Dad rose from his standard sitting spot in the corner, but Mom halted him with a sharp “stop” gesture thrown to her side. Juannie took Mom’s statement with the exact same concern as she took the end of the world. That is, she ignored it.

After exactly three seconds, Mom lunged and wrapped her hands around Juannie’s neck. From four feet away, I could not process what I was seeing. That was my mom, choking the life out of someone. Arturo got to his feet but made no move to intervene. He and Dad looked at each other and made the tacit agreement that the women would just have to work it out. Kirk made a move to jump in, but Dad held him back. George and Martha had retreated into their tent in stall four and showed no sign that they knew what was happening. Lucy looked on with an expression I had never seen before and then quickly herded the boys over to stall two, out of sight of the fracas.

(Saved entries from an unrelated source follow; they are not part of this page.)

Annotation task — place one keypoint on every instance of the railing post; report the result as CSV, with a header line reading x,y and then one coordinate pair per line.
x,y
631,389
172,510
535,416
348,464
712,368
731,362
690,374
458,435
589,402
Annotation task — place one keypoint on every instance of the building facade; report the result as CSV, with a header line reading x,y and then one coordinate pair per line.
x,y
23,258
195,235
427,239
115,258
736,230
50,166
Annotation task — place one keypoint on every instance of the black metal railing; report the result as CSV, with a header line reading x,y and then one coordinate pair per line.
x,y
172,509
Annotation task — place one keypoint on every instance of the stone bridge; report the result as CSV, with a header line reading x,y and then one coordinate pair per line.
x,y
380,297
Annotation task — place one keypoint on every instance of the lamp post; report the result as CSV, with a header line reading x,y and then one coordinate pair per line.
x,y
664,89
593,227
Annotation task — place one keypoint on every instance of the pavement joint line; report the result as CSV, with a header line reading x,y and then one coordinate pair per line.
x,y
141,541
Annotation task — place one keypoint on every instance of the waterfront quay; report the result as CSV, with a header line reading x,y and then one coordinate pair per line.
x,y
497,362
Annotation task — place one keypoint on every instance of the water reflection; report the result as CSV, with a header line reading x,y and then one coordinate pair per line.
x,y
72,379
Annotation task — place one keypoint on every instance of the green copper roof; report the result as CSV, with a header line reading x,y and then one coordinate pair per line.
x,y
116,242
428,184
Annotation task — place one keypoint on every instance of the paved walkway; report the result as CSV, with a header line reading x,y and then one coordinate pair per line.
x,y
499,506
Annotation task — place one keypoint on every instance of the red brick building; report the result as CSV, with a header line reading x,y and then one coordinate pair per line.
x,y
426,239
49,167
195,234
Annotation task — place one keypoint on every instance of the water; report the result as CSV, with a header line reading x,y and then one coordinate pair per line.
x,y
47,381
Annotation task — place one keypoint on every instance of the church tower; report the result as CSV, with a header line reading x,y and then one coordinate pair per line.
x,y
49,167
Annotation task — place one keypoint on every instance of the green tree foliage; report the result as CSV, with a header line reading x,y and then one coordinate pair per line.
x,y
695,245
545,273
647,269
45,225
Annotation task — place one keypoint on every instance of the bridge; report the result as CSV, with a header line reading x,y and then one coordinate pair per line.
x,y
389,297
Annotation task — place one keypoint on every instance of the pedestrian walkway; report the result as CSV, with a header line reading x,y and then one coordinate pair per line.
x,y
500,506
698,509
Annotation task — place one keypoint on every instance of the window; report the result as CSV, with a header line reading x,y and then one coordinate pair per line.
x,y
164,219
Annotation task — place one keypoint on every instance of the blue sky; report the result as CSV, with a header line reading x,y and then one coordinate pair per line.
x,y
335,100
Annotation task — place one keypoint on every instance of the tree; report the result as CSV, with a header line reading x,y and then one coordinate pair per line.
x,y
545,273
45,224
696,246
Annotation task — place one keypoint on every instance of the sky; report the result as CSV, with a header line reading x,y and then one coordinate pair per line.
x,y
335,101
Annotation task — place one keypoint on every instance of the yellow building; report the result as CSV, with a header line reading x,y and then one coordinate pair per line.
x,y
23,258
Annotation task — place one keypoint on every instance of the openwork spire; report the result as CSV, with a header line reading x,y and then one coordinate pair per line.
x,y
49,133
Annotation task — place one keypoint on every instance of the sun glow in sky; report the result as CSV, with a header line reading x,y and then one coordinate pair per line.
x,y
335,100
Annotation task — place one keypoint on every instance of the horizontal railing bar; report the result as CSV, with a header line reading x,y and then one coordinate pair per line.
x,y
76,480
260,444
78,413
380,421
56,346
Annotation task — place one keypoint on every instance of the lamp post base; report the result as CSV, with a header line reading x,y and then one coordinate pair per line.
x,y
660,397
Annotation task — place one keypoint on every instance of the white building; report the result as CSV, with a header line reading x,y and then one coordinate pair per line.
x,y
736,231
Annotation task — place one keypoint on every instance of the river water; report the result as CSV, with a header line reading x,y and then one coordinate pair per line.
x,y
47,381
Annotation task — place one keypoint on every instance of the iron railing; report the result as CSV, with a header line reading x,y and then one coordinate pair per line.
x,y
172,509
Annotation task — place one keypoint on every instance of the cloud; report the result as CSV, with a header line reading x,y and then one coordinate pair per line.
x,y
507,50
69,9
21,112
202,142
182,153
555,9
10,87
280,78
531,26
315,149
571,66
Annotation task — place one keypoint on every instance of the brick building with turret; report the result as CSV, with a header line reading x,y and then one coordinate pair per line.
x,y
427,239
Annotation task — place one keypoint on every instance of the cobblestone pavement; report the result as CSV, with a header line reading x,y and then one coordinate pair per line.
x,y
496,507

All of the reactions occurred in a few seconds. By the time I refocused on the actual fight, Juannie was clearly struggling for air, and Mom was showing no signs of letting up. She kept squeezing until Juannie’s hands waved erratically at her face. I was projecting how to deal with a Mom-murderer in my head, because it looked for all the world like Juannie’s time was up. Juannie’s eyes were fluttering and starting to roll up when my dad snapped, “Beth! Enough!” The sound was pure command, military, and startlingly loud in the pit.

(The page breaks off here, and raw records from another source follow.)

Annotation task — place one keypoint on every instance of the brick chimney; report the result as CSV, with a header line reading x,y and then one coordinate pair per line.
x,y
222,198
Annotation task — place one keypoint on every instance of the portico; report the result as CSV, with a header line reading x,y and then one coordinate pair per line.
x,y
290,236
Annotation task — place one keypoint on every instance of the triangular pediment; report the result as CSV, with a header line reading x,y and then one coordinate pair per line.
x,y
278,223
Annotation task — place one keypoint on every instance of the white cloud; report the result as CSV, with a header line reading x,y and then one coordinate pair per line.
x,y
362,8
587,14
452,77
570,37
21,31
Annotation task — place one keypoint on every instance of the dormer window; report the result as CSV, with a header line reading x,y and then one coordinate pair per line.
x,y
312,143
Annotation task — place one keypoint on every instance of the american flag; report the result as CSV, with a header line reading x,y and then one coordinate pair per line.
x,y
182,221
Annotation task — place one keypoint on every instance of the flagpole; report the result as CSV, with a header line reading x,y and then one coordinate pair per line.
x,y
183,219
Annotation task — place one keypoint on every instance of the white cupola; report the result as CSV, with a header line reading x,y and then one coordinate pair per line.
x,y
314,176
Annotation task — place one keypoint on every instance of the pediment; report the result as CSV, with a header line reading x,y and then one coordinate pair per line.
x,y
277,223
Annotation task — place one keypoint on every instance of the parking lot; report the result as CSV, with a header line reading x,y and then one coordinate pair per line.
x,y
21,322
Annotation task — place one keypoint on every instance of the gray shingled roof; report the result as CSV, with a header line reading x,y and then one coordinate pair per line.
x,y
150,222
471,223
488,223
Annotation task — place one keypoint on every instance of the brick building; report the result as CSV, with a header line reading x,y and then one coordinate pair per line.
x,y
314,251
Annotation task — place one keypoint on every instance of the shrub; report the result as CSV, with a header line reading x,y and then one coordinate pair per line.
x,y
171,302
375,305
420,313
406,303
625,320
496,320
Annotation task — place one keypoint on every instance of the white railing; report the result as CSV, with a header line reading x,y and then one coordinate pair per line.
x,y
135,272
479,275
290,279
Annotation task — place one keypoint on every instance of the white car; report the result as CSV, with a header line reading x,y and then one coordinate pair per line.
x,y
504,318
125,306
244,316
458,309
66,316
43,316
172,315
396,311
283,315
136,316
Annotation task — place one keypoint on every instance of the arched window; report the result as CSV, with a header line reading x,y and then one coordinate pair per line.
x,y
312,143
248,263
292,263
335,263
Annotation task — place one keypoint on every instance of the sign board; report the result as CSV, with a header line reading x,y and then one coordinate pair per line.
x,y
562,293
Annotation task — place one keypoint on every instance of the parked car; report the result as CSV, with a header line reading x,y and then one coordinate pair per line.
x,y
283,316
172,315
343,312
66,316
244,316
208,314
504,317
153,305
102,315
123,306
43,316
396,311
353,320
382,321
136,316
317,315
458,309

He got through. Mom released Juannie’s neck with one hand, stopped squeezing with the other. I could actually see the white fading from her knuckles in the slow-motion moment. Mom waited for Juannie’s eyes to clear while still pinning her to the ground with her hand. When it was clear that Juannie was back in the picture, Mom slowly drew back her free hand, and delivered a snapping punch straight to Juannie’s nose. The blood exploded out of her nostrils and across her chest.

Mom stood up and backed away. “Juannie, you are completely useless, you spoiled bitch. I’ve been covering your ass since the day you showed up, and it stops, now! Get busy, or get lost.” Mom took another step back and wiped her sleeve across her mouth, dragging the spittle from her lips.